Which subjects do you wish more authors would write about?
I would love to see more chefs write on the topic of cooking and cuisine. There are so few chefs in the world with a talent for writing, which is why I’m very thankful for Shunsuke Inada, whom I mentioned earlier.
What moves you most in a work of literature?
I’m moved the most when people use words in a way that only they can to write definitively about freedom.
How do you organize your books?
I’ve been gradually replacing my paper books with e-books.
What book might people be surprised to find on your shelves?
I have this comic book that I read when I was a small child, called “Nazo-nazo ni Tsuyoku Naru” (“Becoming Better at Word Puzzles”), on my shelf. I can’t imagine many people would hold onto a book like this for so long.
How have your reading tastes changed over time?
I’ve gotten more tenacious, so I’m able to get to the end of books one step at a time, slowly but surely.

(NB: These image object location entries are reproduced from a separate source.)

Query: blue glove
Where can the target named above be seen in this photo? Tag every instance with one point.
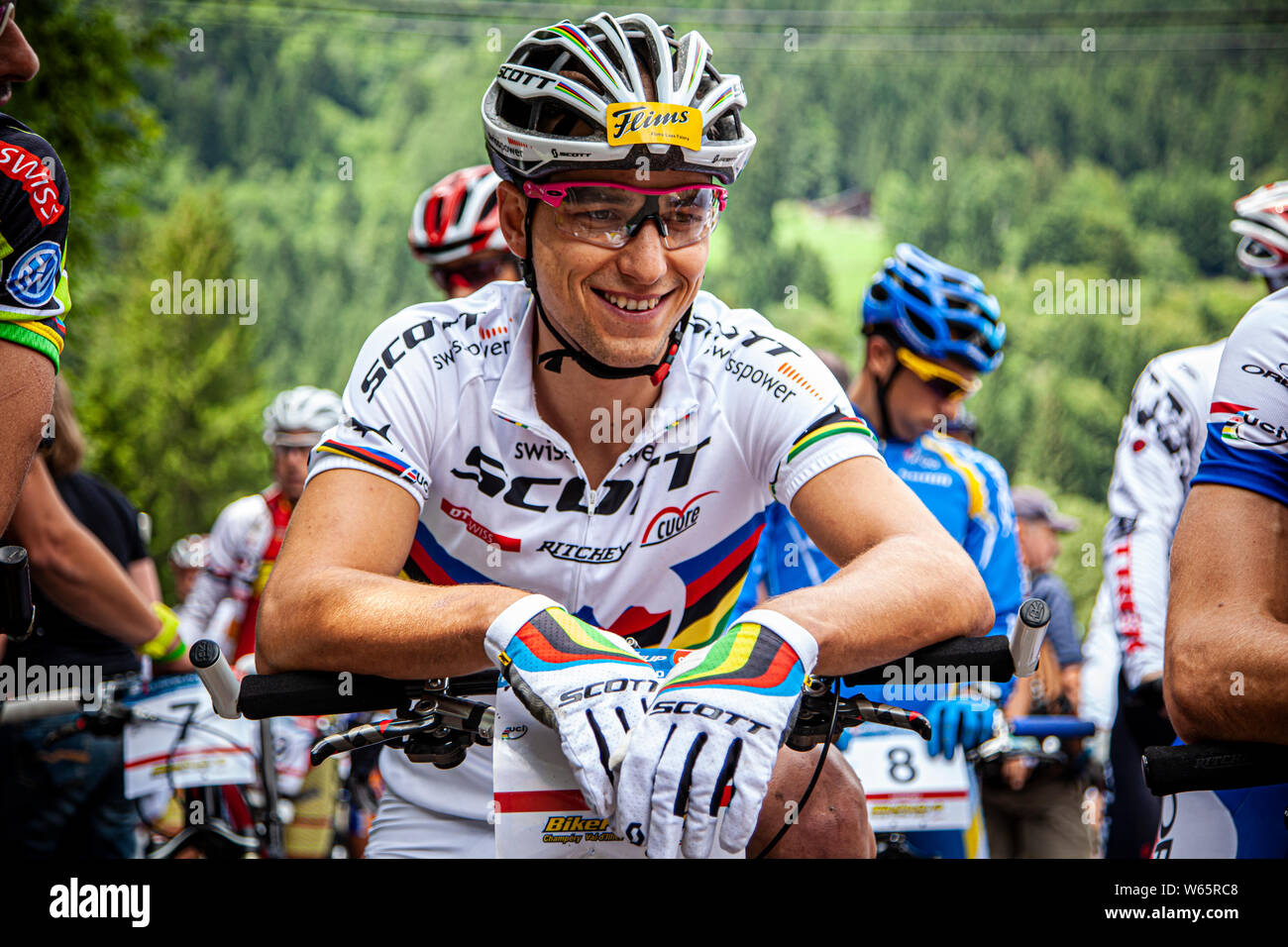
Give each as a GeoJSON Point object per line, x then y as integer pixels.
{"type": "Point", "coordinates": [958, 722]}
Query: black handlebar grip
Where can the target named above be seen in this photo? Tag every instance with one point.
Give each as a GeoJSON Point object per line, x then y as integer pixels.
{"type": "Point", "coordinates": [17, 613]}
{"type": "Point", "coordinates": [965, 659]}
{"type": "Point", "coordinates": [213, 669]}
{"type": "Point", "coordinates": [314, 693]}
{"type": "Point", "coordinates": [1214, 767]}
{"type": "Point", "coordinates": [1035, 612]}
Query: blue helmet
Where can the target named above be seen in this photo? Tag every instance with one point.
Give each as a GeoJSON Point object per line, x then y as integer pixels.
{"type": "Point", "coordinates": [938, 311]}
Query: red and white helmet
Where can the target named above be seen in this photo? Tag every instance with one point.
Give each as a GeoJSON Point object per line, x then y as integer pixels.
{"type": "Point", "coordinates": [458, 218]}
{"type": "Point", "coordinates": [1262, 223]}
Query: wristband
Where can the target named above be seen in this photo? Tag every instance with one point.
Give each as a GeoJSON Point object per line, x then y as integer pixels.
{"type": "Point", "coordinates": [506, 625]}
{"type": "Point", "coordinates": [797, 637]}
{"type": "Point", "coordinates": [166, 646]}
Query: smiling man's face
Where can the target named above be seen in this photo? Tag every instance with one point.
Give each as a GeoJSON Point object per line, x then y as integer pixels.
{"type": "Point", "coordinates": [18, 60]}
{"type": "Point", "coordinates": [617, 304]}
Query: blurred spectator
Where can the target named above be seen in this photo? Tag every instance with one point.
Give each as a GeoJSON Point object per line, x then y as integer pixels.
{"type": "Point", "coordinates": [964, 427]}
{"type": "Point", "coordinates": [1037, 810]}
{"type": "Point", "coordinates": [188, 556]}
{"type": "Point", "coordinates": [69, 799]}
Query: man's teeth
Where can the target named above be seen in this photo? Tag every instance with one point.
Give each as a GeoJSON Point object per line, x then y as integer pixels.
{"type": "Point", "coordinates": [632, 304]}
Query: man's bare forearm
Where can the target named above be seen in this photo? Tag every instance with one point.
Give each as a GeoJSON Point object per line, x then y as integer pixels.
{"type": "Point", "coordinates": [903, 594]}
{"type": "Point", "coordinates": [339, 618]}
{"type": "Point", "coordinates": [1225, 677]}
{"type": "Point", "coordinates": [26, 394]}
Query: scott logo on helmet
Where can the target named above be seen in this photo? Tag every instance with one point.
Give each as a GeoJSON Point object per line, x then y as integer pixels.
{"type": "Point", "coordinates": [653, 123]}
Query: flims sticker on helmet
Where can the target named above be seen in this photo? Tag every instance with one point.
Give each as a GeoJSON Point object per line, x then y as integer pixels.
{"type": "Point", "coordinates": [655, 123]}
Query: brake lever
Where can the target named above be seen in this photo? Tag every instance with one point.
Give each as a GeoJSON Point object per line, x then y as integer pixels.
{"type": "Point", "coordinates": [815, 714]}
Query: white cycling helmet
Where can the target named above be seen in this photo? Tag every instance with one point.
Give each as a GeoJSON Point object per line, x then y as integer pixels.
{"type": "Point", "coordinates": [191, 552]}
{"type": "Point", "coordinates": [575, 97]}
{"type": "Point", "coordinates": [458, 218]}
{"type": "Point", "coordinates": [300, 408]}
{"type": "Point", "coordinates": [1262, 223]}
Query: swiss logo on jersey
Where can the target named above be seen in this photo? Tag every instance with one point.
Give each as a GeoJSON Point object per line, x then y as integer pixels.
{"type": "Point", "coordinates": [21, 165]}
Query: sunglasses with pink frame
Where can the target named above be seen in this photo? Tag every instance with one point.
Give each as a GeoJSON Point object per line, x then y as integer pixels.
{"type": "Point", "coordinates": [589, 210]}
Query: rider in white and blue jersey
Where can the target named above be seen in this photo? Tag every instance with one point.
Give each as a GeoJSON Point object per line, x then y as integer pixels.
{"type": "Point", "coordinates": [931, 331]}
{"type": "Point", "coordinates": [1227, 643]}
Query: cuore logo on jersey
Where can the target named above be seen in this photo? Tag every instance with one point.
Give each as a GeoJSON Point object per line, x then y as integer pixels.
{"type": "Point", "coordinates": [655, 123]}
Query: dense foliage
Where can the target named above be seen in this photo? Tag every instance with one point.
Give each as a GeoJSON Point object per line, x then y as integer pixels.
{"type": "Point", "coordinates": [284, 144]}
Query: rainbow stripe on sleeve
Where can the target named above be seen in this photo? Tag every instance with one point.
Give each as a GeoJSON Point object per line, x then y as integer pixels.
{"type": "Point", "coordinates": [825, 427]}
{"type": "Point", "coordinates": [385, 462]}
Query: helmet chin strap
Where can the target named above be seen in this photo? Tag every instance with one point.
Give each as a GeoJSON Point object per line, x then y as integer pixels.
{"type": "Point", "coordinates": [553, 360]}
{"type": "Point", "coordinates": [883, 389]}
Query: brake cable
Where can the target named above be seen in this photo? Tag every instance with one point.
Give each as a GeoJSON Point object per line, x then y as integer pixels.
{"type": "Point", "coordinates": [818, 771]}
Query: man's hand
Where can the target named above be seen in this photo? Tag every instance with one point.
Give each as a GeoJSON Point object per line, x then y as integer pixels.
{"type": "Point", "coordinates": [585, 684]}
{"type": "Point", "coordinates": [957, 722]}
{"type": "Point", "coordinates": [716, 723]}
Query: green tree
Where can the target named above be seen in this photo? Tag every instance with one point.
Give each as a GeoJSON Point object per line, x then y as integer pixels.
{"type": "Point", "coordinates": [170, 401]}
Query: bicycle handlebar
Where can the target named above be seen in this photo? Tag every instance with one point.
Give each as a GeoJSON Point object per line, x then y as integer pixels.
{"type": "Point", "coordinates": [54, 703]}
{"type": "Point", "coordinates": [987, 656]}
{"type": "Point", "coordinates": [17, 612]}
{"type": "Point", "coordinates": [1054, 725]}
{"type": "Point", "coordinates": [1218, 766]}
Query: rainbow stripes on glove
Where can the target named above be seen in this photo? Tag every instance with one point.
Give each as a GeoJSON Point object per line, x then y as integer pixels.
{"type": "Point", "coordinates": [748, 656]}
{"type": "Point", "coordinates": [553, 639]}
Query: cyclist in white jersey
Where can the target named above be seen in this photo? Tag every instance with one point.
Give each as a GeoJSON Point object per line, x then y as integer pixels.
{"type": "Point", "coordinates": [248, 534]}
{"type": "Point", "coordinates": [608, 437]}
{"type": "Point", "coordinates": [1159, 447]}
{"type": "Point", "coordinates": [1227, 655]}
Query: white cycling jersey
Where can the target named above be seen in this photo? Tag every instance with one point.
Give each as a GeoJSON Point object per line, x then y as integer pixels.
{"type": "Point", "coordinates": [441, 402]}
{"type": "Point", "coordinates": [243, 545]}
{"type": "Point", "coordinates": [1247, 447]}
{"type": "Point", "coordinates": [1158, 454]}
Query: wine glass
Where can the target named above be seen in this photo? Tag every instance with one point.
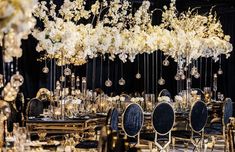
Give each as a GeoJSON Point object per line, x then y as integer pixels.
{"type": "Point", "coordinates": [42, 134]}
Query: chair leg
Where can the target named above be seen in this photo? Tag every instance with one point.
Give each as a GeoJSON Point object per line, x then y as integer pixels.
{"type": "Point", "coordinates": [173, 143]}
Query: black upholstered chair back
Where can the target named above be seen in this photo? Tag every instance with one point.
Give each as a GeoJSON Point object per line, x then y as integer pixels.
{"type": "Point", "coordinates": [227, 111]}
{"type": "Point", "coordinates": [198, 116]}
{"type": "Point", "coordinates": [35, 107]}
{"type": "Point", "coordinates": [165, 92]}
{"type": "Point", "coordinates": [163, 118]}
{"type": "Point", "coordinates": [199, 92]}
{"type": "Point", "coordinates": [132, 119]}
{"type": "Point", "coordinates": [126, 96]}
{"type": "Point", "coordinates": [114, 119]}
{"type": "Point", "coordinates": [108, 118]}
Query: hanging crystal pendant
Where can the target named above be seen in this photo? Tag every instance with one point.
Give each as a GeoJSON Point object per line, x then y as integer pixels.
{"type": "Point", "coordinates": [67, 71]}
{"type": "Point", "coordinates": [182, 77]}
{"type": "Point", "coordinates": [1, 81]}
{"type": "Point", "coordinates": [185, 68]}
{"type": "Point", "coordinates": [161, 81]}
{"type": "Point", "coordinates": [45, 69]}
{"type": "Point", "coordinates": [77, 81]}
{"type": "Point", "coordinates": [62, 78]}
{"type": "Point", "coordinates": [193, 70]}
{"type": "Point", "coordinates": [108, 83]}
{"type": "Point", "coordinates": [138, 76]}
{"type": "Point", "coordinates": [166, 62]}
{"type": "Point", "coordinates": [177, 77]}
{"type": "Point", "coordinates": [220, 71]}
{"type": "Point", "coordinates": [197, 75]}
{"type": "Point", "coordinates": [122, 82]}
{"type": "Point", "coordinates": [17, 80]}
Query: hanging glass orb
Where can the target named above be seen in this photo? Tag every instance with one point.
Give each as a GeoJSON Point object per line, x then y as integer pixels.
{"type": "Point", "coordinates": [9, 92]}
{"type": "Point", "coordinates": [177, 77]}
{"type": "Point", "coordinates": [138, 76]}
{"type": "Point", "coordinates": [180, 72]}
{"type": "Point", "coordinates": [220, 71]}
{"type": "Point", "coordinates": [67, 71]}
{"type": "Point", "coordinates": [122, 81]}
{"type": "Point", "coordinates": [77, 81]}
{"type": "Point", "coordinates": [62, 78]}
{"type": "Point", "coordinates": [108, 83]}
{"type": "Point", "coordinates": [5, 110]}
{"type": "Point", "coordinates": [182, 77]}
{"type": "Point", "coordinates": [45, 69]}
{"type": "Point", "coordinates": [193, 70]}
{"type": "Point", "coordinates": [17, 80]}
{"type": "Point", "coordinates": [161, 81]}
{"type": "Point", "coordinates": [185, 68]}
{"type": "Point", "coordinates": [1, 81]}
{"type": "Point", "coordinates": [197, 75]}
{"type": "Point", "coordinates": [166, 62]}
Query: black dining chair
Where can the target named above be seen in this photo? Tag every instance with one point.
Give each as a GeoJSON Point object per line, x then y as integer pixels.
{"type": "Point", "coordinates": [34, 108]}
{"type": "Point", "coordinates": [164, 92]}
{"type": "Point", "coordinates": [163, 118]}
{"type": "Point", "coordinates": [199, 92]}
{"type": "Point", "coordinates": [111, 125]}
{"type": "Point", "coordinates": [132, 121]}
{"type": "Point", "coordinates": [197, 122]}
{"type": "Point", "coordinates": [218, 129]}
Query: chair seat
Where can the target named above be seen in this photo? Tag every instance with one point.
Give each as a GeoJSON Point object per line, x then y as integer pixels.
{"type": "Point", "coordinates": [185, 134]}
{"type": "Point", "coordinates": [86, 144]}
{"type": "Point", "coordinates": [151, 137]}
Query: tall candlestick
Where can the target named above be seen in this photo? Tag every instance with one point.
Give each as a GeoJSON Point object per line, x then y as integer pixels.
{"type": "Point", "coordinates": [215, 85]}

You’re organizing a literary dinner party. Which three writers, dead or alive, do you invite?
Haruki Murakami, Amy Yamada and Hiromi Kawakami.
Disappointing, overrated, just not good: What book did you feel as if you were supposed to like, and didn’t? Do you remember the last book you put down without finishing?
That would be “Mishima Yukio Ron” (“The Yukio Mishima Theory”), by Keiichiro Hirano. I can’t seem to make any headway, mostly because I end up reaching for the works by Mishima that are being discussed. But if you were to ask me whether I like or dislike the book, I would answer that I like it immensely. I think the fact that it makes me want to reread Yukio Mishima’s works makes it a great book, actually. I’m determined to get through to the end of it one day.
What do you plan to read next?
I’m planning to read “Old Terrorist,” by Ryu Murakami. I recently realized I’ve never read it, so the plan is to sit down and finish it in one go during a vacation.